Sure, I readily admitted myself that it's quite see to see an operator be used like that, at least explicitly. As Lantua states, that's precisely what happens when you call array.reduce(0, +)
, it's just that the access of the operator +
happens in one area, and the calling of it (with ()
and 2 arguments) is tucked behind the implementation of reduce()
.
This thread is kind of unpleasant.
This was proposed in the past, and rejected for good reasons (at least IMO, but you can feel free to disagree). You were cited some of the many discussion on this topic, and it's clear that you haven't caught up on all that was already said, so this is just a pointless rehashing of existing conversations.

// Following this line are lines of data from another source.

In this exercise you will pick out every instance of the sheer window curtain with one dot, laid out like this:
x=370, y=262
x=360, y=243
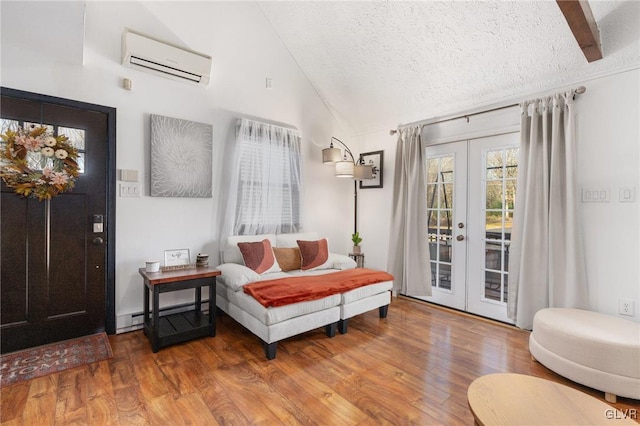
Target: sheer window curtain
x=408, y=255
x=547, y=267
x=265, y=182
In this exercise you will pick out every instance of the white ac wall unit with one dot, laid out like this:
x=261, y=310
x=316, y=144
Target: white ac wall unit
x=163, y=59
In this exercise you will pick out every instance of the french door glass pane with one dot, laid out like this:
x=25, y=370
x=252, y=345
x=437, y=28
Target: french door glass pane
x=440, y=194
x=501, y=170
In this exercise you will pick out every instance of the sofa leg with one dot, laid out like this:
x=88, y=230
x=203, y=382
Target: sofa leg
x=270, y=349
x=342, y=325
x=383, y=310
x=330, y=330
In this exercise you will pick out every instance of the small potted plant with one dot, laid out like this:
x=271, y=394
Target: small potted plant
x=356, y=242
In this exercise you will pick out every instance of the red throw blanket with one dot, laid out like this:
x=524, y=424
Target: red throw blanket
x=284, y=291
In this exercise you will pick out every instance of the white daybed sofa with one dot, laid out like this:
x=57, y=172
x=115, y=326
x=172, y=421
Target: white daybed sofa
x=273, y=324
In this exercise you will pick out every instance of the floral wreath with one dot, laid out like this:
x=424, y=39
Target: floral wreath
x=56, y=158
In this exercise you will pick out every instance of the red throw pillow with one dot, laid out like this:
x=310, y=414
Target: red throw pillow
x=315, y=254
x=258, y=256
x=288, y=258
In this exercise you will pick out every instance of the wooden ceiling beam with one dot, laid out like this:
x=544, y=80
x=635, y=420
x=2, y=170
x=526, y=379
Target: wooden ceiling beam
x=583, y=26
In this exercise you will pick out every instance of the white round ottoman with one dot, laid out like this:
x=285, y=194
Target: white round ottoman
x=590, y=348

Further, you assert statements like "well this isn't possible" (implication, swift bad), get shown that it is possible, and respond with "well that was obscure" (implication, swift still bad). Not my fault you haven't taken the time to more intimately familiarize yourself with the operator feature of the language 
And what gets me the most is that because you're not sufficiently informed on this topic, your proposals have consequences you don't understand. That's fine, but in response you double down and say "well some of you will have to die, but that's a sacrifice I'm willing to make".
No thanks. Don't mess with my code highlighting, please. At least acknowledge the trade off, that it exists, and that others (who might have different values/expectations of the programming language) can reasonably disagree that the trade-off is worth making.
And for what it's worth, I am interested in more features to support better DSLs. But it's a really hard set of things to do, particularly in a statically typed language. If everything is untyped, unchecked method calls, then Ruby's demonstrates it's possible to make really rich embedded DSLs. But Swift is operating under a lot more constraints in order to preserve rich type checking, definite initialization, etc. which makes it significantly harder. As Lantua pointed out, you desired syntax would require much more than just changes to the identifier/operator character partitioning. Stuff I'd be open to potentially, but at least learn enough to appreciate the complexity of the things you're non-nonchalantly proposing.